The coarse flow of the netlist compare algorithm is this:
foreach circuit bottom up: if matching circuit found in reference netlist: if all subcircuits have been matched and pin matching has been established for them: compare net graph locally from this circuit else: skip circuit with warning else: issue a circuit mismatch error
A consequence of this flow is that the compare will stop treating parent circuits when one circuit's pins can't be matched to pins from the corresponding reference circuit or the corresponding circuit can't be found in the reference netlist. This behaviour fosters a bottom-up debugging approach: first fix the issues in subcircuits, then proceed to the parent circuits.
The local net graph compare algorithm is a backtracking algorithm with hinting through topological net classification. Topological net classification is based on nearest-net neighborhood. The following image illustrates this:
Here the IN net's neighborhood is VDD via a traversal of gate to source/drain over M1, to OUT via a twofold traversal of gate to source/drain over M1 and M2 and to VSS via another single traversal of gate to source/drain over M2. This uniquely identifies IN in this simple circuit. In effect, OUT, VDD and VSS can be identified uniquely because their transitions from the IN net are unambigously identifying them.

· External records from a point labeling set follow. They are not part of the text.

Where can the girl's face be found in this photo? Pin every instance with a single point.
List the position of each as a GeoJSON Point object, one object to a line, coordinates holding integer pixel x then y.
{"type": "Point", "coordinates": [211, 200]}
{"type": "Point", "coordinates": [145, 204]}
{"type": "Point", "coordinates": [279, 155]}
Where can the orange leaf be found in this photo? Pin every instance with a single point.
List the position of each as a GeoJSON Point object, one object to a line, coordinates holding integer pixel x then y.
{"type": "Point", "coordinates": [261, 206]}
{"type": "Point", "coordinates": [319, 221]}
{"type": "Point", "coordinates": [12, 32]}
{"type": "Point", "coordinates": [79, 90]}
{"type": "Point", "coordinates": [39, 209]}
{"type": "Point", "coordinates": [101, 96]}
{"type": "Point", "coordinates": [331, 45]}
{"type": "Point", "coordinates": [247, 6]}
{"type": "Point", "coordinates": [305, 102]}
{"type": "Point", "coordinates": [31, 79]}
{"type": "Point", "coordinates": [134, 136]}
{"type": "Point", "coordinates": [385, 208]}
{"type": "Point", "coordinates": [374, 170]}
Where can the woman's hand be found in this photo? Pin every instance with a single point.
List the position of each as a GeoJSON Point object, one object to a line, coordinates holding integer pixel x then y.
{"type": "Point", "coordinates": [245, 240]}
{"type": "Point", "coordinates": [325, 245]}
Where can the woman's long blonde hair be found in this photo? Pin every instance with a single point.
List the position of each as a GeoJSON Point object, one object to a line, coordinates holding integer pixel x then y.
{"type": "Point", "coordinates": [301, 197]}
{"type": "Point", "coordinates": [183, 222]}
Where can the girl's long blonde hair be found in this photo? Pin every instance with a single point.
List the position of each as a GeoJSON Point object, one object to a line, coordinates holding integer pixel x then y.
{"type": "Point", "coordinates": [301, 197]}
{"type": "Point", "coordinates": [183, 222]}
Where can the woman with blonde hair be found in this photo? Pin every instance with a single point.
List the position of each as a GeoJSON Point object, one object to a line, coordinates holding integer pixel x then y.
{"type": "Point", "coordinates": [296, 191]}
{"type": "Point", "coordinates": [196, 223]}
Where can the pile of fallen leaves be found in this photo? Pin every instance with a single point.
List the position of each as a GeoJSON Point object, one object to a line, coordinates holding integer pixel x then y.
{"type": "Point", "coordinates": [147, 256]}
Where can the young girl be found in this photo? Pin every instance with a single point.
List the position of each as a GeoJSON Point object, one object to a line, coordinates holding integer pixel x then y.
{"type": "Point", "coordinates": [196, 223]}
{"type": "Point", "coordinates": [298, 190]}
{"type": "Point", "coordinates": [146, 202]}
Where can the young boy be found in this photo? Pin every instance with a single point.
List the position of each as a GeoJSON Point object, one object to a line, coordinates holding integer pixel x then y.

The topological neighborhood is a simple metrics which allows identifying matching nets from two netlists and deducing further relations.
In big netlists, the algorithm will first try to match nets unambigously according to their neighborhood metrics and register them as paired nets. Such pairs often allow deducing further matching pairs. This deduction is continued until all non-ambiguous pairing options are exhausted. For resolving ambiguities, backtracking is employed: the algorithm proposes a match and tentatively proceeds with this assumption. If this execution path leads to a mismatch or logical contradiction, the algorith will go back to the beginning and restart with a new proposal. Backtracking is usually required mainly to match networks with a high symmetry such as clock trees.